14 MAYIS ÇİFTÇİLER GÜNÜ’NE İLGİSİZLİK BİZİ ÜZÜYOR
1988 yılından bu yana Ziraat Odası’nın her makamında vazife yaptığını da belirten Şen açıklamasını şöyle tamamladı. “Çiftçilerin 14 Mayıs Çiftçiler Günü ile ilgili çiftçilerin yıllardan beri gelen ilgisizliğidir ve çelişkidir. Benim de en büyük sitem ettiğim olaylardan bir tanesi. Ben kimi vakit söylerim daima diğerleri bizim isteklerimizi istesin. Biz kahvenin önünde oturalım, dedikodu yapalım. Lakin kendi işimiz olduğu vakit duyarsız kalıyoruz.
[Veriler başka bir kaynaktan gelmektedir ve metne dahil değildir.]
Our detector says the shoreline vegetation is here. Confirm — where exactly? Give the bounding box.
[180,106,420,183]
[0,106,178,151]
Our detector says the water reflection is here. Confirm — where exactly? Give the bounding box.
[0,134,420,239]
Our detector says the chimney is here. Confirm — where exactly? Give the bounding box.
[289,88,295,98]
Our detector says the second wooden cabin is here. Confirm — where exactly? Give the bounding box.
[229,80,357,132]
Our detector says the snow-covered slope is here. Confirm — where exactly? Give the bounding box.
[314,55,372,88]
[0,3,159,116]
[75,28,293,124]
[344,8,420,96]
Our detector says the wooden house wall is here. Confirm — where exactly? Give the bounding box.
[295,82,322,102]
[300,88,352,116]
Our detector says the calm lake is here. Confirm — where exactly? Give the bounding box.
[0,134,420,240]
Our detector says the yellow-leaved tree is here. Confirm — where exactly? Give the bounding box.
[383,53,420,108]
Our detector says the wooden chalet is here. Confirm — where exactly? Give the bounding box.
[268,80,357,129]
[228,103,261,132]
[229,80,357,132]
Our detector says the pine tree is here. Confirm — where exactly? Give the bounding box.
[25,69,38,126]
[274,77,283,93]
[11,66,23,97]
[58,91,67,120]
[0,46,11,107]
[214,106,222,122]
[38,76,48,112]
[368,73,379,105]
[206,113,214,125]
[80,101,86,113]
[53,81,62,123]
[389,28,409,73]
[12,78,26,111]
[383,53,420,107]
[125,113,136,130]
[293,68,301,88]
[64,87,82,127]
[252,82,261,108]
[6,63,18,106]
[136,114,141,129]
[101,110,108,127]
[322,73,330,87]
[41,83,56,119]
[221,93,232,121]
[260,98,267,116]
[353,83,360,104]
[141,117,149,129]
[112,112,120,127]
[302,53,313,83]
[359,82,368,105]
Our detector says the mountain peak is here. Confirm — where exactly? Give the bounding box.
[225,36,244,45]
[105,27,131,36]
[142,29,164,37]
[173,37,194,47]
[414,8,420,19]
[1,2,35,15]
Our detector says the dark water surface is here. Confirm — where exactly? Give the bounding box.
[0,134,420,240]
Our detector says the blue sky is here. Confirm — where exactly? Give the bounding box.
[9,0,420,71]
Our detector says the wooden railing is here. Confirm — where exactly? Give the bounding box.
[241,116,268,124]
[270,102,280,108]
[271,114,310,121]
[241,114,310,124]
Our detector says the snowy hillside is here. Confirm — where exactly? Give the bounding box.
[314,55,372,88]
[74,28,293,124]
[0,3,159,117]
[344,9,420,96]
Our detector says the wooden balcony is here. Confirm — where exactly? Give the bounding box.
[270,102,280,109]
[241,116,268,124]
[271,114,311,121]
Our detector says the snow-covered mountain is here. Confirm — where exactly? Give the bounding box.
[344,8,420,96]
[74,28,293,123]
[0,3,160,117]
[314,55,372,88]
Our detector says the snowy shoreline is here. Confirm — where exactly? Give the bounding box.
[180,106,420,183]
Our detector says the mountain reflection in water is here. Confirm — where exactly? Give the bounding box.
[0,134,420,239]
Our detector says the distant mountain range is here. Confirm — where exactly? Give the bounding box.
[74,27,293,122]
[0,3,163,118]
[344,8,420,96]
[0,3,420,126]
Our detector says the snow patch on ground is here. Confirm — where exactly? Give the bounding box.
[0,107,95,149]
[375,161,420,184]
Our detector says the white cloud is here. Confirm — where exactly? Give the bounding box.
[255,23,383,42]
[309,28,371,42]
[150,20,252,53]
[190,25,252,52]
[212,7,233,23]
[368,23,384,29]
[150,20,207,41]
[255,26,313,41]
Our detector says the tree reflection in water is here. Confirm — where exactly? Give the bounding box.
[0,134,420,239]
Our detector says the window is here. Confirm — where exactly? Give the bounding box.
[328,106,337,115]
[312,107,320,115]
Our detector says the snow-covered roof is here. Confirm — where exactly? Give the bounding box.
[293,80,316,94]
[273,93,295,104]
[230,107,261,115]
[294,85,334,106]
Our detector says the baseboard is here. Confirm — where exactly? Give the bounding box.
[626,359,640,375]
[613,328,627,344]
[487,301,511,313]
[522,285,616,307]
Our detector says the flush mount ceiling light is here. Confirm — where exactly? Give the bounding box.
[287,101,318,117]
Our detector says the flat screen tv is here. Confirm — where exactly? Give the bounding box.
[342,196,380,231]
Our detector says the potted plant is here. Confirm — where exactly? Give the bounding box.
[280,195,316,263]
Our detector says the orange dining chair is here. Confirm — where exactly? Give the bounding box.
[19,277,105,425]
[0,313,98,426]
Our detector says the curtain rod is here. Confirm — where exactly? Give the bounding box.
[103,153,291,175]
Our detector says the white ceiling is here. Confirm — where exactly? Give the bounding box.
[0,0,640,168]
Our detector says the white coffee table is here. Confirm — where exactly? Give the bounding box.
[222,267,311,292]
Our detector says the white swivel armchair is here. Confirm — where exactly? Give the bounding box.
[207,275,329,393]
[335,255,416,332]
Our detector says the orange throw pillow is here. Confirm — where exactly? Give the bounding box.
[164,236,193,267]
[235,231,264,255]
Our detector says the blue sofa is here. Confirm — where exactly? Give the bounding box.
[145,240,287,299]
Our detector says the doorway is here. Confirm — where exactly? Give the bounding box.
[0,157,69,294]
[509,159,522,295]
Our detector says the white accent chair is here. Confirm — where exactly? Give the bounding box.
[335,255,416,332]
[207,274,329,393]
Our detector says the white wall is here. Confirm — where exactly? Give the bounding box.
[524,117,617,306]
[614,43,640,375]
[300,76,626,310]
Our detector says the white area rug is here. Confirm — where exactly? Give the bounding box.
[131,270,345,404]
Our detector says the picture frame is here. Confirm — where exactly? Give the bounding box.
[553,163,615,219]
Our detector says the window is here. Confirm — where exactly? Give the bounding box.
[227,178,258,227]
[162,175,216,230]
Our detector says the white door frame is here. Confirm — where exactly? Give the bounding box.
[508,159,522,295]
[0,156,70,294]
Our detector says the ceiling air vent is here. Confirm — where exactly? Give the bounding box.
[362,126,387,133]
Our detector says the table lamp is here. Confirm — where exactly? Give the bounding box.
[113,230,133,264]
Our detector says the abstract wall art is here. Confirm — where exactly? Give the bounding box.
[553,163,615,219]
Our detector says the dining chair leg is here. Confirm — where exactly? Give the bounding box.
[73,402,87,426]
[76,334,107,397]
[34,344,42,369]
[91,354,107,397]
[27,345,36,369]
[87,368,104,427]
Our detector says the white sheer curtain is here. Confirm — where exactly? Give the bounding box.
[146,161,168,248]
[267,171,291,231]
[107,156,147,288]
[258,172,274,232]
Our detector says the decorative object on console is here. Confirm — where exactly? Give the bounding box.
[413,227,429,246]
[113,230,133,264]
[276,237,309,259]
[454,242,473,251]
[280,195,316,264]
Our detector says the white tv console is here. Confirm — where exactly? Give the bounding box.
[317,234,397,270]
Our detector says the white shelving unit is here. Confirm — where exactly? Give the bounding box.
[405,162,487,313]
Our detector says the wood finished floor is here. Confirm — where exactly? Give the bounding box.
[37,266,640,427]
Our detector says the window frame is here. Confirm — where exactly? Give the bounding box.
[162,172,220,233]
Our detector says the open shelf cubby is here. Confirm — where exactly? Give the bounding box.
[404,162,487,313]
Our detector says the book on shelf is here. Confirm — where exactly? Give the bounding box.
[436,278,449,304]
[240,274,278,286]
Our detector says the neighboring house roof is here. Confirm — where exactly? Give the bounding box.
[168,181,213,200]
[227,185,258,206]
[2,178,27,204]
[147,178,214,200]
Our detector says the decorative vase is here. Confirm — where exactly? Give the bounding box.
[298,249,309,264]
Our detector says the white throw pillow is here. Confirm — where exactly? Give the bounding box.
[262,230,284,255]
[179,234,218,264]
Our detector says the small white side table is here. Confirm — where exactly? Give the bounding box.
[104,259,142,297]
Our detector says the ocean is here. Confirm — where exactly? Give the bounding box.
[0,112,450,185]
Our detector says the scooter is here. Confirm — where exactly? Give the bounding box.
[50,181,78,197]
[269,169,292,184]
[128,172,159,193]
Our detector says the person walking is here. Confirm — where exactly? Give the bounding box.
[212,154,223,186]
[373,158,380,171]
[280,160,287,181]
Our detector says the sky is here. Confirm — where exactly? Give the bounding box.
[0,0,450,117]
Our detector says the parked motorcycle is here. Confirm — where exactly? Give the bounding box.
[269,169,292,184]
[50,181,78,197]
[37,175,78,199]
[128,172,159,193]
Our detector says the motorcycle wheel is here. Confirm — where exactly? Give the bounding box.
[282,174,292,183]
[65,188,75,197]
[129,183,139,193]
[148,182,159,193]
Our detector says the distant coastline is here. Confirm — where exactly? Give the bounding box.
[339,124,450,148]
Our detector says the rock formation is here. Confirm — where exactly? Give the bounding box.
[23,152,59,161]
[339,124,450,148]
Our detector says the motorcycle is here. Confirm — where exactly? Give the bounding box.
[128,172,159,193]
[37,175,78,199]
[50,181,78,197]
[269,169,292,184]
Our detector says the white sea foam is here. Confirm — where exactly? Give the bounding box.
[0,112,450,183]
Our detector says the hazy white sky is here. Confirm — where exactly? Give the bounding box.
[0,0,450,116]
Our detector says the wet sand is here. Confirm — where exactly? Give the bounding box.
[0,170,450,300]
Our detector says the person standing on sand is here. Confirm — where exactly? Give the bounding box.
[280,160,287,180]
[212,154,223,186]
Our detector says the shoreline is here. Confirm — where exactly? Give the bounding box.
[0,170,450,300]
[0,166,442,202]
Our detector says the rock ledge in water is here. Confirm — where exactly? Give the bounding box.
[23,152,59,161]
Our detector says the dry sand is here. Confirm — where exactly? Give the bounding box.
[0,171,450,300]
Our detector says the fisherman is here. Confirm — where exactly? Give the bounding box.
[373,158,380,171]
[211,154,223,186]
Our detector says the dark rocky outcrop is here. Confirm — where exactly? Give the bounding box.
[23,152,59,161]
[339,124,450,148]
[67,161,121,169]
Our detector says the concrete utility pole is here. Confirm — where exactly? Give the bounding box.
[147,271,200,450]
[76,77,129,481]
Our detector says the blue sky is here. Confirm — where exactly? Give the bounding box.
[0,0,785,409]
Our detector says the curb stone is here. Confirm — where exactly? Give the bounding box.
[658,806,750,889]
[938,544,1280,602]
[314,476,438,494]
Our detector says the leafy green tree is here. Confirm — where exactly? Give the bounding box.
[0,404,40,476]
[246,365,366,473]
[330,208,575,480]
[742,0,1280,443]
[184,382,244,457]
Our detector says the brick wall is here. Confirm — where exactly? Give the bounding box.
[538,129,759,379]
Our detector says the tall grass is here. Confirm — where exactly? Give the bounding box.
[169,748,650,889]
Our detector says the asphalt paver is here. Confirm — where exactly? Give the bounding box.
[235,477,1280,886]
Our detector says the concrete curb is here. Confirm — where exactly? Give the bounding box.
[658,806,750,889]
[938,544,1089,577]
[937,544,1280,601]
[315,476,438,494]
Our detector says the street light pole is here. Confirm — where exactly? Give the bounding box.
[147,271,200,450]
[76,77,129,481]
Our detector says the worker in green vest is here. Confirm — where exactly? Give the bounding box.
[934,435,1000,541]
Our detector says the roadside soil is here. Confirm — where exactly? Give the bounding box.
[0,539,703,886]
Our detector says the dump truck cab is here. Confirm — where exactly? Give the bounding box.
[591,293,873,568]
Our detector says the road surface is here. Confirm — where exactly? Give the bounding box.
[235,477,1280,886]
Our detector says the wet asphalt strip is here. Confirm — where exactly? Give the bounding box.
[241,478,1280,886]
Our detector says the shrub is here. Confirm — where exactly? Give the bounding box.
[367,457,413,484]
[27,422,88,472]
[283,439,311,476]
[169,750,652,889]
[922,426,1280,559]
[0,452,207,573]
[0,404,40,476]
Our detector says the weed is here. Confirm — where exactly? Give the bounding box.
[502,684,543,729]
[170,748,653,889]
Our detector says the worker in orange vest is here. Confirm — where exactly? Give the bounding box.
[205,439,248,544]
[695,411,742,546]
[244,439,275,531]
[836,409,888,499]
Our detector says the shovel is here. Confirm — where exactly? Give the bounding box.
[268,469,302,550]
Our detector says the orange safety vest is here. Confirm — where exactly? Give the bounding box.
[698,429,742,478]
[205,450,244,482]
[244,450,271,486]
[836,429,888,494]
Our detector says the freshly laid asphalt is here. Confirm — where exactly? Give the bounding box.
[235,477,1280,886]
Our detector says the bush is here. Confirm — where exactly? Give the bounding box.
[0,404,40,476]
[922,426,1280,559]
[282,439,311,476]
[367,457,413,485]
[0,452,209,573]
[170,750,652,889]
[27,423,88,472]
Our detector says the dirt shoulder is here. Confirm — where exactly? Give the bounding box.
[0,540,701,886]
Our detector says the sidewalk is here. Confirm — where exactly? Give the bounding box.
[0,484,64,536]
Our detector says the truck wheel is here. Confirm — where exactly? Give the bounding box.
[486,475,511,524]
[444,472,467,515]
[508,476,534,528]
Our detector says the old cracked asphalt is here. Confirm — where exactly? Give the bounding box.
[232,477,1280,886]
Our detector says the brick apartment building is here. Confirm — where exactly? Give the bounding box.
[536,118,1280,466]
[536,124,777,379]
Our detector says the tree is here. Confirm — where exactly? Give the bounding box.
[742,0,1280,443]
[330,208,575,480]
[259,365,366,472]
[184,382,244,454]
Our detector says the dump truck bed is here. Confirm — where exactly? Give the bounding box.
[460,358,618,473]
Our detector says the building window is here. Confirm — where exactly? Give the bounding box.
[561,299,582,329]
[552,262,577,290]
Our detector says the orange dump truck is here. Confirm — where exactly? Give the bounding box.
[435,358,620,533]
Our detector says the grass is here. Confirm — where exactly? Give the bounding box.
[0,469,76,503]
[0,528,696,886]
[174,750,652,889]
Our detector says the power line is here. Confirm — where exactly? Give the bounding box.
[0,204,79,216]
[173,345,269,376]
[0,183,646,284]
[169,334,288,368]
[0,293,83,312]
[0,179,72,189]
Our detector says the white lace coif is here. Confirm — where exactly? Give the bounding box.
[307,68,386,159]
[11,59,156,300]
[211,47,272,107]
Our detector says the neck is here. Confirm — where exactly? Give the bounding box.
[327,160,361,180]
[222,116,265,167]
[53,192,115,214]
Ben aksiyonlarda yaptım, bulunmaya da devam edeceğim, benim işim bu, ben kim ne derse desin, her Çiftçiler Günü’nde her çiftçinin hareketlerinde bulunmuş biri olarak herkesin bu etkinliklere bu çeşit tertiplere katılması gerektiğine inanıyorum. Katılmıyorsak hiç kimse hakkını aramadan, hiç kimse sizi ciddiye almaz. Kimileri artık diyecek lider sen niçin aramıyorsun diyecekler. Bunu Keşan’da bilhassa yaşıyoruz. Ziraat Odası’nın varlığını yaşatmaya çalışıyoruz. Fakat bizim toplum olarak Ziraat Odası’nın varlığını pek kabul etmiyor. Neden etmediğini de ben çok âlâ biliyorum.”